Intelligence is dangerous and destructive, the Destroyer replied, and Bryant couldn't help but picture it as one of his teenage clients, being told to come back in a year if they hadn't changed their minds. Yeah, it was a green-skinned teenager, lanky, with limp hair and a scowl, and it thought it knew everything.
“So is the hot rock at this planet's core. So is the geological cycle that heats it up to the point where it can bear life. But without it, everything here would be dead. Just because a thing's dangerous doesn't mean you can opt out of it. You're probably holding the entire galaxy back from something wonderful, if you'd only cooperate with intelligent life rather than getting rid of it.”
Why not just wipe the parasites out?
The tide swept through him again, stronger and hotter than ever, as if some of that magma he'd been talking about had been uncapped beneath it.
No, he said again, conscious this time of exactly why he was stopping this protocol. Conscious of the resistance to his command, and then the flounce, like a great eel turning at the end of a bottle, swimming back out again, with a gust of pressure from its fins.
No, he thought at it as it retreated, sinking back into monitoring the summer on the other side of the planet, nudging clouds to prevent drought. Sulking.

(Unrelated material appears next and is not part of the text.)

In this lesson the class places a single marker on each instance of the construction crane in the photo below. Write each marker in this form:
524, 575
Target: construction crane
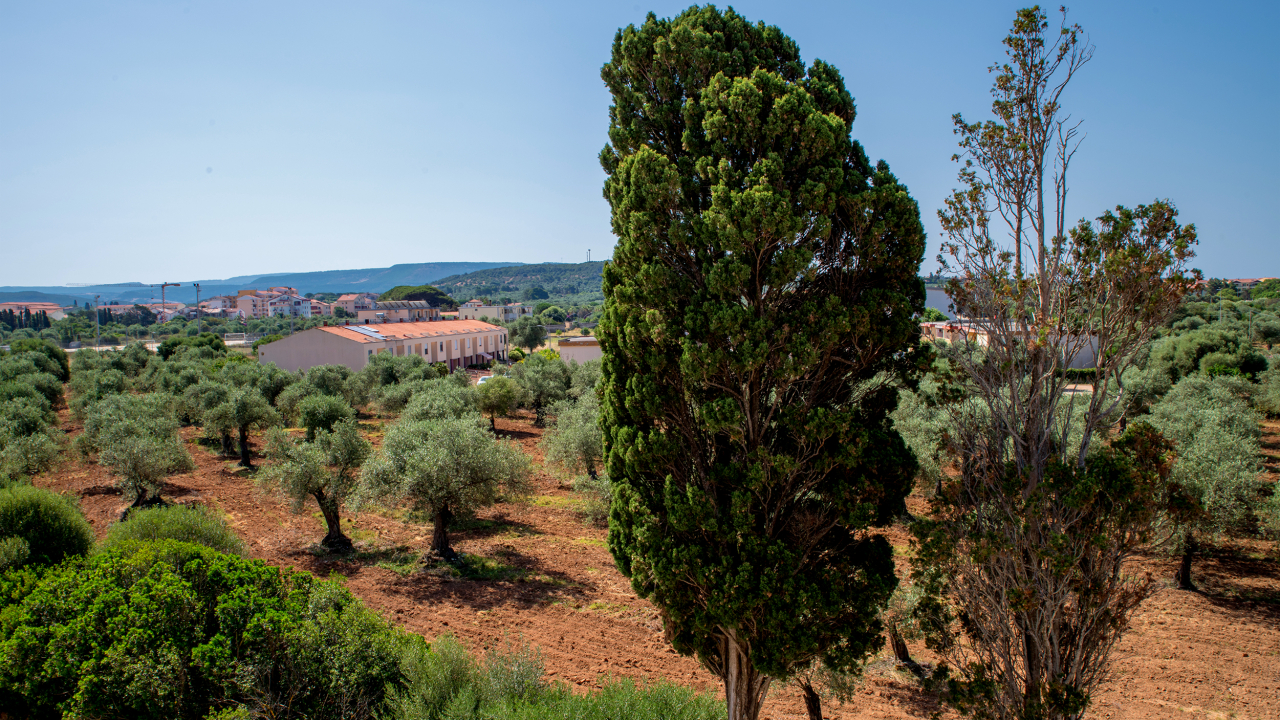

Poor little murderous baby. But if it wasn't talking to him, and he was to do anything more today, he'd have to find another conspirator. One who could move around. One he wouldn't have to persuade.
He sent his mind once more into the cycle of information that was the computers of the settlement. So many had been patched into the Louse databases now, it was easy enough to pick his way out of the planet and into the colony's electronics, though it required a shift in internal timing from glacial to atomic.